IN KÜRZE

von Redaktion

Russland schließt Generalkonsulat

St. Petersburg – Als Reaktion auf die von Deutschland angekündigte Schließung des Russischen Hauses in Berlin und des russischen Generalkonsulats in Bonn ordnet Russland Gegenmaßnahmen an. Alle Goethe-Institute in Russland werden laut russischem Außenministerium geschlossen, die Mitarbeiter müssen das Land bis spätestens 13. September verlassen. Dazu ordnete das Außenamt die Schließung des deutschen Generalkonsulats in St. Petersburg bis spätestens 18. September an, auch dessen Mitarbeiter wurden zum Verlassen Russlands aufgefordert.

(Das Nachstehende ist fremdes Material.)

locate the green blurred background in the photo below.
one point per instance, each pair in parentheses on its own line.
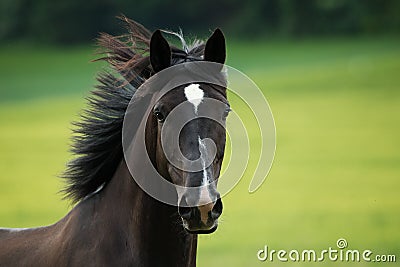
(329,69)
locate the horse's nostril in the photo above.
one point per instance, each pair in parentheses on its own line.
(217,209)
(184,211)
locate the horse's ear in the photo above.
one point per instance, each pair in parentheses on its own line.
(160,52)
(215,50)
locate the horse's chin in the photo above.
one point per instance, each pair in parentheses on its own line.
(202,230)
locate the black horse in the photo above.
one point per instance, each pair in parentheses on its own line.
(115,223)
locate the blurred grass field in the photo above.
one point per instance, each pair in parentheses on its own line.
(336,172)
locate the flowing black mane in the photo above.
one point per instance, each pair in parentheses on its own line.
(97,140)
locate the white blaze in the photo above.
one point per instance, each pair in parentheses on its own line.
(194,95)
(204,193)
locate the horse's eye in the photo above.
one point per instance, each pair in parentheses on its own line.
(160,117)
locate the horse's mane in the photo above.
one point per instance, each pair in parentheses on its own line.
(97,138)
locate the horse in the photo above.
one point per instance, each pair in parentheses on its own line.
(114,222)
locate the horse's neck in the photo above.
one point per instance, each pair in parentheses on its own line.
(148,230)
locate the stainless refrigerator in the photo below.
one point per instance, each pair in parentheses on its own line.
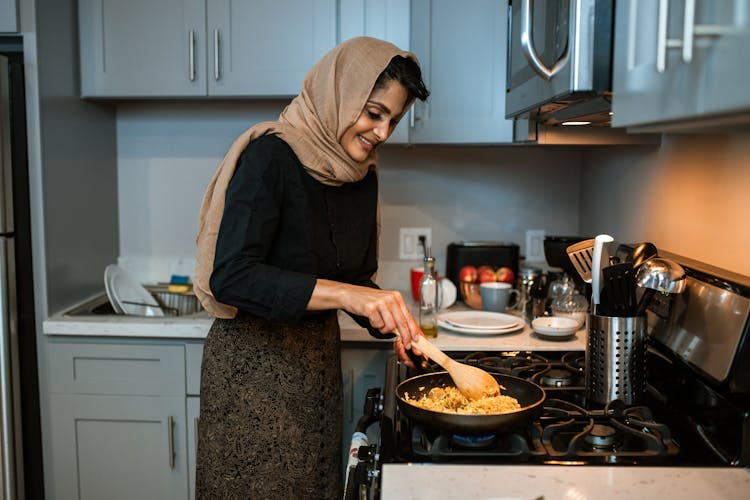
(20,440)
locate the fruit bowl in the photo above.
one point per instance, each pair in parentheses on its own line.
(470,295)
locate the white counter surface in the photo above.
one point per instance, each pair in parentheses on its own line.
(197,326)
(552,482)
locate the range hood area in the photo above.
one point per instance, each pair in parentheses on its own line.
(636,67)
(560,62)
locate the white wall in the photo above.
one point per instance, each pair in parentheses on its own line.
(689,197)
(167,153)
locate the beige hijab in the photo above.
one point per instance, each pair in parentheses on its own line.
(333,95)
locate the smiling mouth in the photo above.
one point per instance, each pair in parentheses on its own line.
(367,144)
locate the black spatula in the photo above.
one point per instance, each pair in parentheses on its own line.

Deutschland sagt vor UN-Gericht aus

Den Haag – Deutschland hat vor dem Internationalen Gerichtshof seine Rüstungsexporte nach Israel verteidigt. „Alle deutschen Rüstungsexporte nach Israel und in andere Länder unterliegen strengen Prüfverfahren, die strikter als internationale Regelungen sind“, sagte die deutsche Rechtsvertreterin zu Beginn einer Anhörung in Den Haag. Nicaragua wirft Deutschland Beihilfe zum Völkermord vor, da die Rüstungsexporte von Israel bei den Angriffen im Gazastreifen genutzt würden.

12 Tote bei israelischen Angriffen im Libanon

Nabatija – Nach israelischen Angriffen im Südlibanon ist die Opferzahl nach Behördenangaben auf zwölf gestiegen. Bei einem Angriff auf ein Wohngebäude im Raum Nabatija seien elf Menschen getötet worden, teilte das Gesundheitsministerium mit. Darunter waren demnach auch zwei Kinder und zwei Frauen. Es habe acht Verletzte gegeben.

Hacker-Angriff: Kritik an Krisenmanagement

Berlin – Nach dem Hackerangriff auf die Berliner Verwaltung ist ein schneller Überblick, welche Daten die Cyberkriminellen veröffentlicht haben, offenbar unrealistisch. „Abschätzen zu können, was im Detail abgeflossen ist, das kann sehr lange dauern, mindestens noch viele Wochen“, sagte der Sprecher des Chaos Computer Clubs, Joachim Selzer. Linke und Grüne im Abgeordnetenhaus beantragten, bei der nächsten Sitzung des Landesparlaments in der Aktuellen Stunde am Donnerstag über das Thema „Versagen bei der IT-Sicherheit der Verwaltung, erneut miserables Krisenmanagement“ zu diskutieren.

Gerangel bei Protest gegen Bootsmigranten

Portsmouth – Nach der Ankunft dutzender geretteter Bootsmigranten im südenglischen Portsmouth am Ärmelkanal ist es zu Konfrontationen zwischen rechten Demonstranten und der Polizei gekommen. Hunderte Menschen, teils maskiert, blockierten laut britischer Nachrichtenagentur PA zufolge stundenlang die Zufahrtswege zum Hafen. Beamte mussten mehrere Reisebusse schützen, die zum Abtransport der Migranten bereitstanden.